De IASZ zal alle voorwaarden verbonden aan het recht op uitkering nauwgezet verifiëren bij een aanvraag om bijstand. Dit noemen we de poortwachtersfunctie. Tijdens de aanvraagprocedure bestaat de grootste kans op detectie van mogelijke fraude. In deze periode wordt het hebben van vermogen, het verblijven op een ander adres, of het verrichten van werkzaamheden in voorkomende gevallen voor de eerste keer –al dan niet bewust- verzwegen. Door het uitvragen en verifiëren van persoonlijke gegevens die nodig zijn voor de vaststelling van het recht op bijstand (bijvoorbeeld de bankafschriften van de laatste drie maanden) zijn deze omissies voor een geoefend oog vaak te detecteren. Bijkomend voordeel van alertheid in deze fase is het gegeven dat eventuele onrechtmatigheden, al voor het besluit op de aanvraag, met de aanvrager worden besproken, waardoor fraude kan worden voorkomen. Deze werkwijze heeft daarom ook een preventieve werking. Gefaseerd komen we in de aanvraagprocedure de volgende stappen tegen:

Administratieve behandeling aanvraagprocedure

Het dossier blijft een belangrijke basis voor de beoordeling van de rechtmatigheid. Als eerste wordt vastgesteld of het dossier volledig is.
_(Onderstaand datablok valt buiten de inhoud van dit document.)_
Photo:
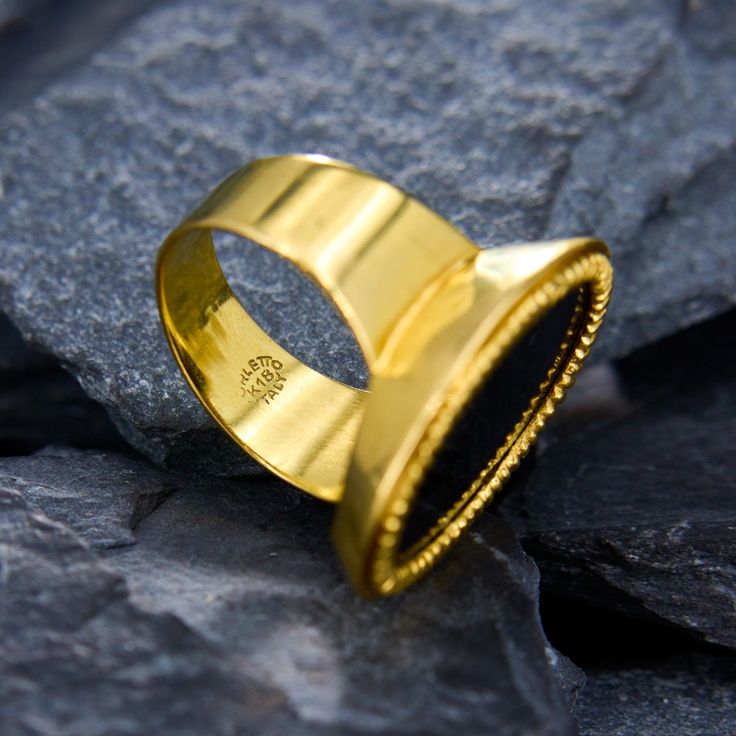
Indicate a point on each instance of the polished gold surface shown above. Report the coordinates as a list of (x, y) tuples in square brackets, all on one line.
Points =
[(433, 314)]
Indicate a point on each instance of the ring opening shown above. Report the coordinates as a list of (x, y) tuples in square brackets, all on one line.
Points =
[(293, 419), (291, 308), (493, 412)]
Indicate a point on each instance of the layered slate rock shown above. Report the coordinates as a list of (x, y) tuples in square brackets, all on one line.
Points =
[(234, 590), (515, 124), (636, 509), (683, 694), (41, 403), (78, 657)]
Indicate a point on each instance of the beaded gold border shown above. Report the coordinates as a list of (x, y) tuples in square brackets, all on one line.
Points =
[(392, 570)]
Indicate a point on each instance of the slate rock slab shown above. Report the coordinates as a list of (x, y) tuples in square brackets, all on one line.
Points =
[(616, 119), (636, 511), (688, 693), (78, 657), (233, 589), (41, 403)]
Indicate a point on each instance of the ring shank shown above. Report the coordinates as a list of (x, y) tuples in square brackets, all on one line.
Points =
[(374, 251), (294, 420)]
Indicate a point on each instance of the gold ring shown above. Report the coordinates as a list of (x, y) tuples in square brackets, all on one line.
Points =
[(468, 351)]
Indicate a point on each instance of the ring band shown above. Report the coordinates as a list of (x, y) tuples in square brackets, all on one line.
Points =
[(439, 322)]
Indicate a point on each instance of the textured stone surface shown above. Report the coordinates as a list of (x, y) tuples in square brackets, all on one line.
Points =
[(642, 679), (40, 40), (40, 403), (636, 511), (226, 603), (684, 694), (617, 119)]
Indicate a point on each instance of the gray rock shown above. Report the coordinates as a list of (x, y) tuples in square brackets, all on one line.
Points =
[(230, 575), (683, 694), (102, 496), (635, 510), (40, 40), (41, 403), (78, 657), (617, 119)]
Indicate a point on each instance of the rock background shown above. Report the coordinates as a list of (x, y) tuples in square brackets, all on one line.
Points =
[(137, 599)]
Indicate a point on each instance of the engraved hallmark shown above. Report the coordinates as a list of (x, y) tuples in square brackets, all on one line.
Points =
[(262, 379)]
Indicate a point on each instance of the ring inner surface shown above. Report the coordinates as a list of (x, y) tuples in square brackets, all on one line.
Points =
[(485, 423), (295, 420)]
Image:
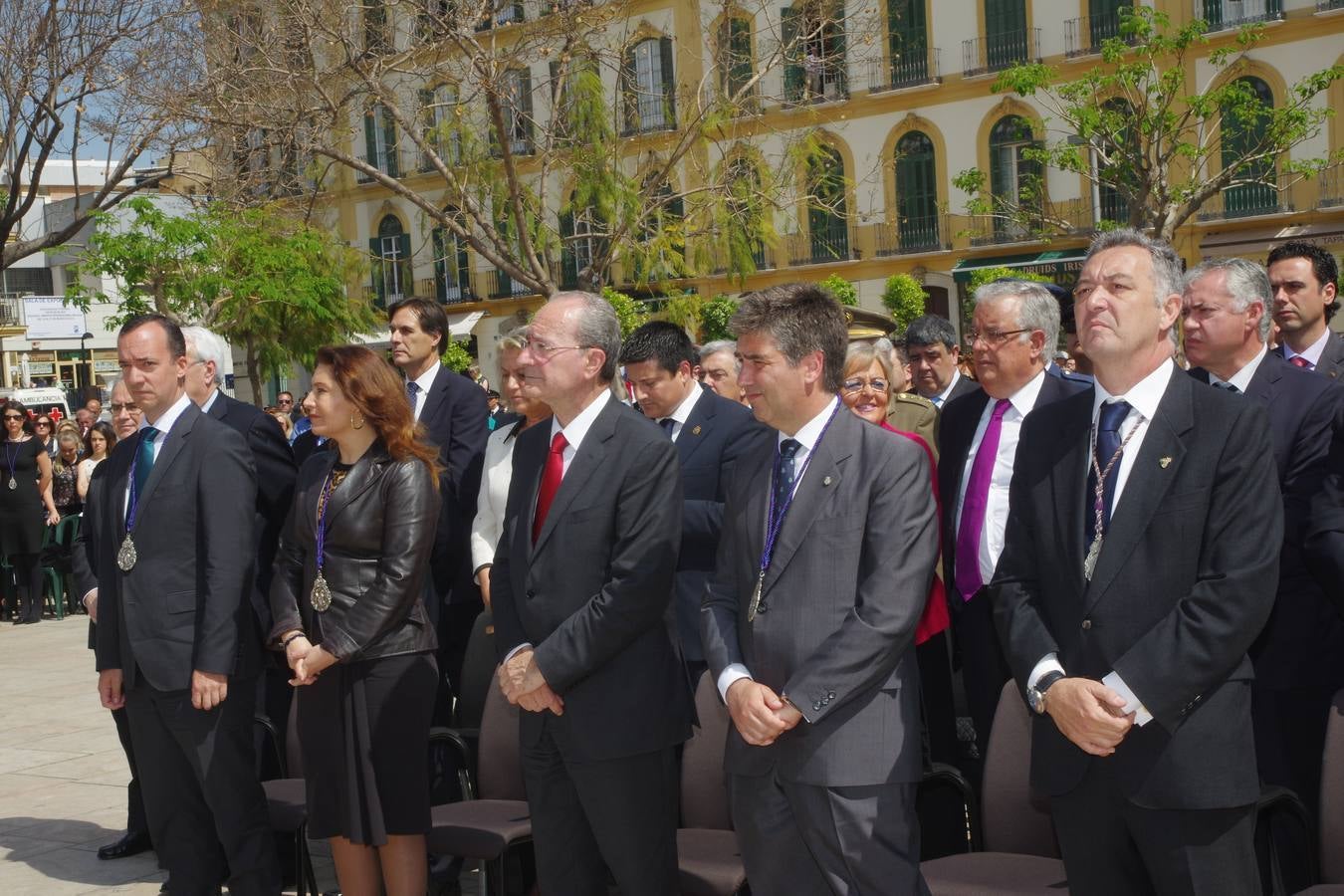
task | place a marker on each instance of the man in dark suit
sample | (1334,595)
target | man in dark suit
(711,435)
(933,350)
(1300,656)
(1305,283)
(829,542)
(1016,328)
(580,591)
(452,410)
(275,464)
(176,641)
(1139,567)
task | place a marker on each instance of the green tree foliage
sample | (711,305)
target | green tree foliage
(715,316)
(844,292)
(1153,146)
(256,277)
(903,296)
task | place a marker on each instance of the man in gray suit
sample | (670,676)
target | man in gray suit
(828,550)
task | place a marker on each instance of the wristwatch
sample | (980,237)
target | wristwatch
(1036,696)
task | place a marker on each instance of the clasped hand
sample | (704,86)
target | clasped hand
(525,685)
(307,661)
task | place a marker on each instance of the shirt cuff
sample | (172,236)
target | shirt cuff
(526,645)
(1132,703)
(734,672)
(1048,662)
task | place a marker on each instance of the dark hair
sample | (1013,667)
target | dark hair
(10,404)
(373,385)
(103,429)
(801,319)
(661,341)
(176,341)
(430,315)
(1323,265)
(929,330)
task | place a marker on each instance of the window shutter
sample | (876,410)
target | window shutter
(668,58)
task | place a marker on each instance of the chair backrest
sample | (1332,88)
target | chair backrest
(705,792)
(499,766)
(1332,795)
(1013,819)
(477,677)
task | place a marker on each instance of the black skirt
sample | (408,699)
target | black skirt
(363,730)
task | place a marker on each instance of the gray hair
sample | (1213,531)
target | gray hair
(862,354)
(597,327)
(722,345)
(207,346)
(1037,310)
(1246,283)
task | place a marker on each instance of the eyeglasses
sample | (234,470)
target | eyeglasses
(855,384)
(992,337)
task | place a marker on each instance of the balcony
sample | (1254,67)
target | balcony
(1220,15)
(1248,200)
(824,245)
(999,51)
(911,235)
(911,70)
(500,285)
(1086,34)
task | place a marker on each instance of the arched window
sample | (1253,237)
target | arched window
(1243,127)
(452,268)
(828,229)
(1014,180)
(391,261)
(917,192)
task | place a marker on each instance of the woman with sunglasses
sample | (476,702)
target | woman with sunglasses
(24,481)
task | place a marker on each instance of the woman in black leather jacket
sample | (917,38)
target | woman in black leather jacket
(348,614)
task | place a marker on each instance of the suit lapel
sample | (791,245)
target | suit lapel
(1155,469)
(587,460)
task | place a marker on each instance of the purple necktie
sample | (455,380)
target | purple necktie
(974,508)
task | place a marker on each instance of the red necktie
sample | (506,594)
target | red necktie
(552,477)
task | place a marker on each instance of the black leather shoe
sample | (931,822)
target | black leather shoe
(131,844)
Is dit niet het geval dan wordt de uitkeringsgerechtigde, met een hersteltermijn, schriftelijk verzocht om de nog benodigde informatie aan te vullen.
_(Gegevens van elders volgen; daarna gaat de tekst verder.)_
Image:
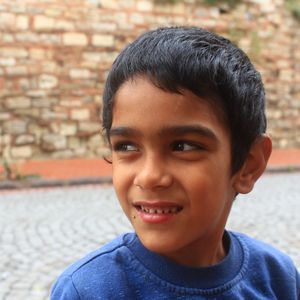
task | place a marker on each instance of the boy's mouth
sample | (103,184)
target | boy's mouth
(158,210)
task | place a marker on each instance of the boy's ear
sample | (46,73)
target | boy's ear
(254,165)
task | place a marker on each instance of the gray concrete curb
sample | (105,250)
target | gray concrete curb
(44,183)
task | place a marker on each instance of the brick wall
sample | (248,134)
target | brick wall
(54,57)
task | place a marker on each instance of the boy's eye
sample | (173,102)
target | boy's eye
(124,147)
(185,146)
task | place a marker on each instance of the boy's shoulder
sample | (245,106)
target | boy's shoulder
(95,269)
(263,259)
(100,256)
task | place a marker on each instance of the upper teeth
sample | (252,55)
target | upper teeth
(168,210)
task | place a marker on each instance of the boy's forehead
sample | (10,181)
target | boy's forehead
(139,93)
(141,105)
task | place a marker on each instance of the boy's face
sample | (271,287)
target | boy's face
(172,171)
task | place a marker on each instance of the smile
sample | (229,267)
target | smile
(154,210)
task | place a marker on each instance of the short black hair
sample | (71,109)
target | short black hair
(190,58)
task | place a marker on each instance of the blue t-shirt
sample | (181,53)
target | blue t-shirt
(125,269)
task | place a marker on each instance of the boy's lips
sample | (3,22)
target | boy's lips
(156,211)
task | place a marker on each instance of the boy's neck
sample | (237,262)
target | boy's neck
(203,255)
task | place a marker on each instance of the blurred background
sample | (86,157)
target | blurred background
(55,56)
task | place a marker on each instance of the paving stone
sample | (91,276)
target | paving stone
(43,231)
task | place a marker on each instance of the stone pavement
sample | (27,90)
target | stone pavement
(44,230)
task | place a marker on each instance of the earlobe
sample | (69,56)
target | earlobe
(254,165)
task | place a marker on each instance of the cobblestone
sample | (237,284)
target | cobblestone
(42,231)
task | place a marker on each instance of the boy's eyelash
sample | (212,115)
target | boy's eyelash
(190,144)
(122,146)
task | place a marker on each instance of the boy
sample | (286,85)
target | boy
(184,116)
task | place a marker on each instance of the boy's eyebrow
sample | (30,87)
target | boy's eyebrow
(122,131)
(190,129)
(170,130)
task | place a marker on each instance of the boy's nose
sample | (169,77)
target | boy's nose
(153,174)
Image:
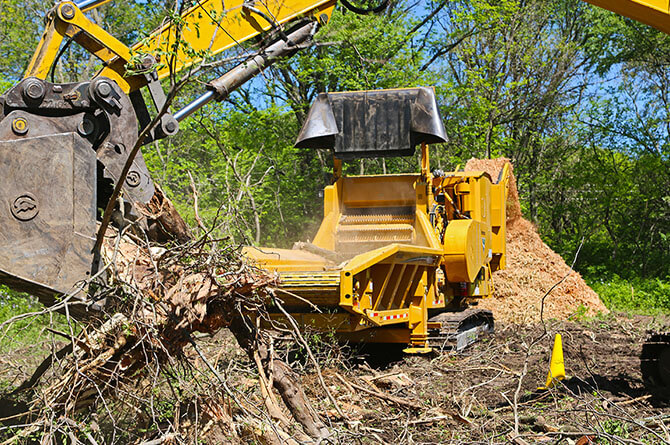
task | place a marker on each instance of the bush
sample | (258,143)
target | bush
(637,294)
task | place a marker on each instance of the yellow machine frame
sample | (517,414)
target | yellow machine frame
(402,263)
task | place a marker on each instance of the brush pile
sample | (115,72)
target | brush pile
(532,269)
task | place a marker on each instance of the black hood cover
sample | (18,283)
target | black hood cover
(377,123)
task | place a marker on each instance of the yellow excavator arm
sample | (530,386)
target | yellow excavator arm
(654,13)
(207,28)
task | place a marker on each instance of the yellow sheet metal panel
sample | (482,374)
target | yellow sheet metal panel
(286,259)
(332,204)
(375,191)
(465,249)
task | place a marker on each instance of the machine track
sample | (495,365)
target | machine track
(655,360)
(460,329)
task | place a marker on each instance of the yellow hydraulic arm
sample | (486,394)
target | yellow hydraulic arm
(654,13)
(207,28)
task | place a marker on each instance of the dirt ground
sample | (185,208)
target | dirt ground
(470,397)
(463,398)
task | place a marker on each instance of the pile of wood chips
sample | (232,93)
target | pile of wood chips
(532,269)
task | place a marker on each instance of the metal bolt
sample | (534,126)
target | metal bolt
(68,11)
(20,126)
(86,127)
(33,89)
(25,207)
(104,89)
(133,179)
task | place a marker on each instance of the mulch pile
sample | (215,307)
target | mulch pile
(532,269)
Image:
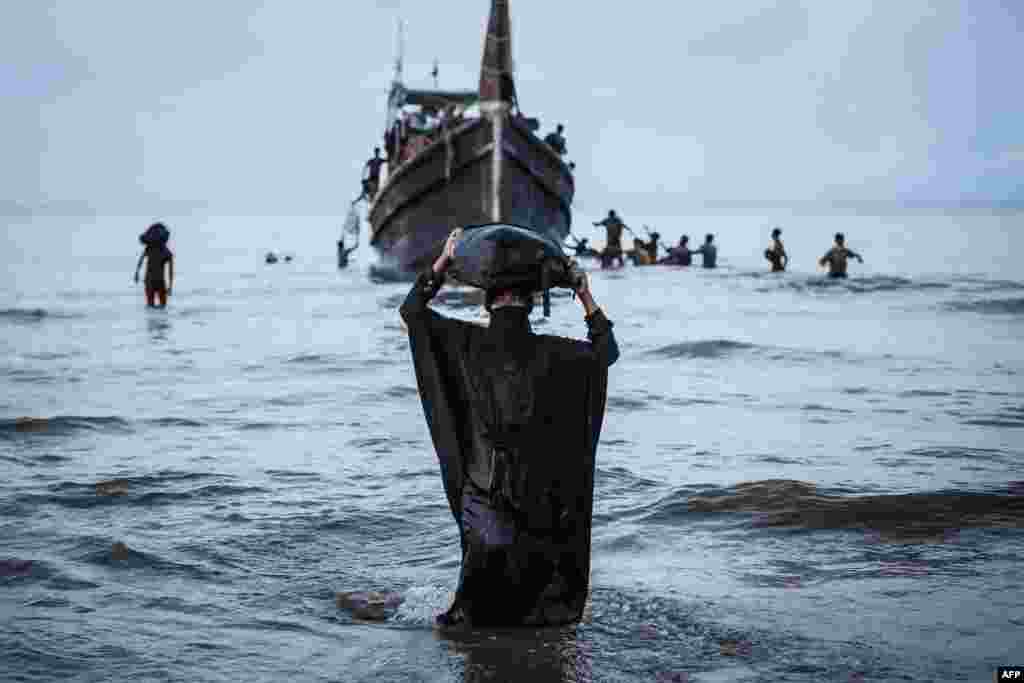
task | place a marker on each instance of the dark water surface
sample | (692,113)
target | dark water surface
(799,479)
Alle aangeleverde documenten worden op volledigheid en juistheid gecontroleerd. De gegevens worden geverifieerd door het vaststellen van de geldigheid van de documenten en door checks in andere bestanden (BRP, SUWI-net, Inlichtingenbureau ed.).

Fraudesignalen

Eventuele onrechtmatigheden worden beschouwd als mogelijke fraudesignalen en worden besproken met de aanvrager. Als geen bevredigende uitleg gegeven wordt volgt een intensiever onderzoek. Hierbij kan gebruik worden gemaakt van de diensten van de handhavers van de afdeling Sociale Zaken van de gemeente Haarlem. Professionele handhavers maken dan een risicoanalyse uit de verkregen informatie. Hierbij kunnen zij gebruik maken van het internetonderzoek, het huisbezoek of andere onderzoeksmiddelen.

Besluit

Als het dossier compleet is wordt de rapportage gemaakt en beschikking verzonden.
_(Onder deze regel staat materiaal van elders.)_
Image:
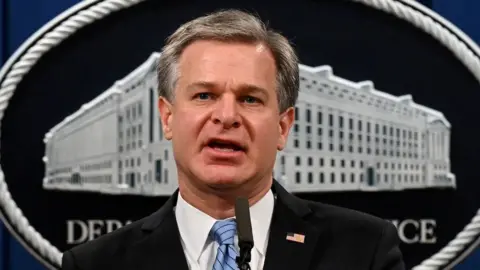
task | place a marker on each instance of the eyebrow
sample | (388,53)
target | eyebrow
(249,88)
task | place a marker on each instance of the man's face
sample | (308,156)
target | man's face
(224,121)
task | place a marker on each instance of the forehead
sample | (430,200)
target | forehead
(233,62)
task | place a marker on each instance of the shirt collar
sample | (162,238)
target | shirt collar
(194,225)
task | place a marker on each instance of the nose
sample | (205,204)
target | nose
(226,112)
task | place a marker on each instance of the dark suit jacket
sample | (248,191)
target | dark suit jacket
(335,238)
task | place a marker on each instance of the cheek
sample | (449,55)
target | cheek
(185,129)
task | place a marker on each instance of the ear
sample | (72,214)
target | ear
(166,116)
(286,121)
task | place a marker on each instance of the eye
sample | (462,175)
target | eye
(203,96)
(250,99)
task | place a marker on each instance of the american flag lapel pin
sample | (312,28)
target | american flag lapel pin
(296,237)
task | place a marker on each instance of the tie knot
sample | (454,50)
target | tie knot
(224,231)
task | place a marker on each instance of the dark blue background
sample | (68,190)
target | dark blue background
(21,18)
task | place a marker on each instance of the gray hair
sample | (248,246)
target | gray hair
(231,26)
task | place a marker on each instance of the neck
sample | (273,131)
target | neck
(220,204)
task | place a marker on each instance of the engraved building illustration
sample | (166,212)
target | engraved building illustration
(347,136)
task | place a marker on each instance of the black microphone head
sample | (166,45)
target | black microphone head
(244,224)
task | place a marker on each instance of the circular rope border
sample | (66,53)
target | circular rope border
(87,12)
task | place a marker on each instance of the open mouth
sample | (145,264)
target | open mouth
(225,146)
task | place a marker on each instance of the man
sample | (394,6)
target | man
(227,91)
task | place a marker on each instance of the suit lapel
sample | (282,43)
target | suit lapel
(289,216)
(160,246)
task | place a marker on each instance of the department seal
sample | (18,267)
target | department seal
(384,121)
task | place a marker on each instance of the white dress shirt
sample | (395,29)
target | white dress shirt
(200,250)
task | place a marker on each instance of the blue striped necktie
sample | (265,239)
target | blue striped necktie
(224,233)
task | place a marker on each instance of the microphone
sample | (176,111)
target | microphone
(244,231)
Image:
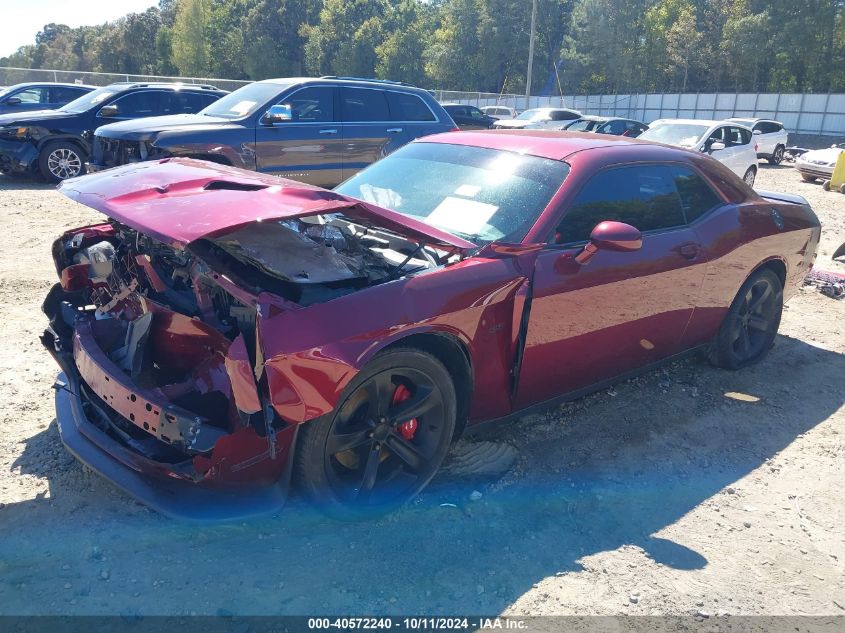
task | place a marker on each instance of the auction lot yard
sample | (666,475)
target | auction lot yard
(689,489)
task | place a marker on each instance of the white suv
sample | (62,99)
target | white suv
(729,143)
(769,136)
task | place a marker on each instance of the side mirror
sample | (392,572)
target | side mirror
(611,236)
(108,111)
(277,114)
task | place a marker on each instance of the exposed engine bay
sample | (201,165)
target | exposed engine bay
(176,327)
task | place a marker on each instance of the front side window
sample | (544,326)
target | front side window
(363,105)
(94,98)
(311,105)
(143,103)
(681,134)
(643,196)
(408,107)
(697,197)
(477,193)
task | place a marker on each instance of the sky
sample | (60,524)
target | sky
(22,19)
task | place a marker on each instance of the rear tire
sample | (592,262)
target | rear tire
(366,458)
(751,324)
(777,157)
(750,176)
(61,160)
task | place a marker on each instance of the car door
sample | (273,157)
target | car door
(307,148)
(620,311)
(368,131)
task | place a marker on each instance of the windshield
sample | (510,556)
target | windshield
(480,194)
(681,134)
(244,101)
(533,115)
(582,125)
(88,101)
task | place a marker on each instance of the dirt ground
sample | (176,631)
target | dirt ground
(686,490)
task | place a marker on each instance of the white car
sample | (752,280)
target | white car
(818,163)
(539,116)
(769,135)
(500,112)
(729,143)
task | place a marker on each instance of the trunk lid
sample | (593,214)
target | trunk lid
(179,201)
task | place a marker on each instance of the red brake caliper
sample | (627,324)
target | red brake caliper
(407,429)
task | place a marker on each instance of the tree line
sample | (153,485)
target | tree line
(582,46)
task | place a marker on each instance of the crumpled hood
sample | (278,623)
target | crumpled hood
(150,126)
(179,200)
(828,155)
(33,117)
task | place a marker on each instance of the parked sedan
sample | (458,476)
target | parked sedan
(500,112)
(729,143)
(39,96)
(222,328)
(468,117)
(769,135)
(56,143)
(818,163)
(598,124)
(539,117)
3.2 Rechtmatigheidscontrole tijdens de uitkering

Naast een goede poortwachtersfunctie (aanvraagprocedure) is de controle van tijdens de uitkeringsperiode van groot belang. De situatie van een uitkeringsgerechtigde kan immers veranderen. Ook na toekenning van de uitkering blijft het noodzakelijk de rechtmatigheid van de uitkering vast te stellen. Hierbij wordt gebruik gemaakt van de volgende controle-instrumenten:

  • 1.

    Jaarlijks worden alle uitkeringsgerechtigden op rechtmatigheid- en doelmatigheid gecontroleerd. De controle vindt plaats door een gesprek waarbij alle rechtmatigheidsaspecten worden geverifieerd en er wordt gesproken over de voortgang van de re-integratieverplichting. De uitkeringsgerechtigde moet een uitgebreid inlichtingenformulier invullen, voorzien van bewijsstukken en ondertekenen.

  • 2.

    Alle uitkeringsgerechtigden worden voor wat betreft de inkomsten, vermogen, rente, studiefinanciering en detentie signaal gestuurd gecontroleerd via de geautomatiseerde bestanden van het Inlichtingenbureau (IB).

  • 3.

    De woonsituatie en verblijfstitel wordt bij een controle zoals bedoeld onder 1. geverifieerd met de Gemeentelijke Basisadministratie Personen (BRP).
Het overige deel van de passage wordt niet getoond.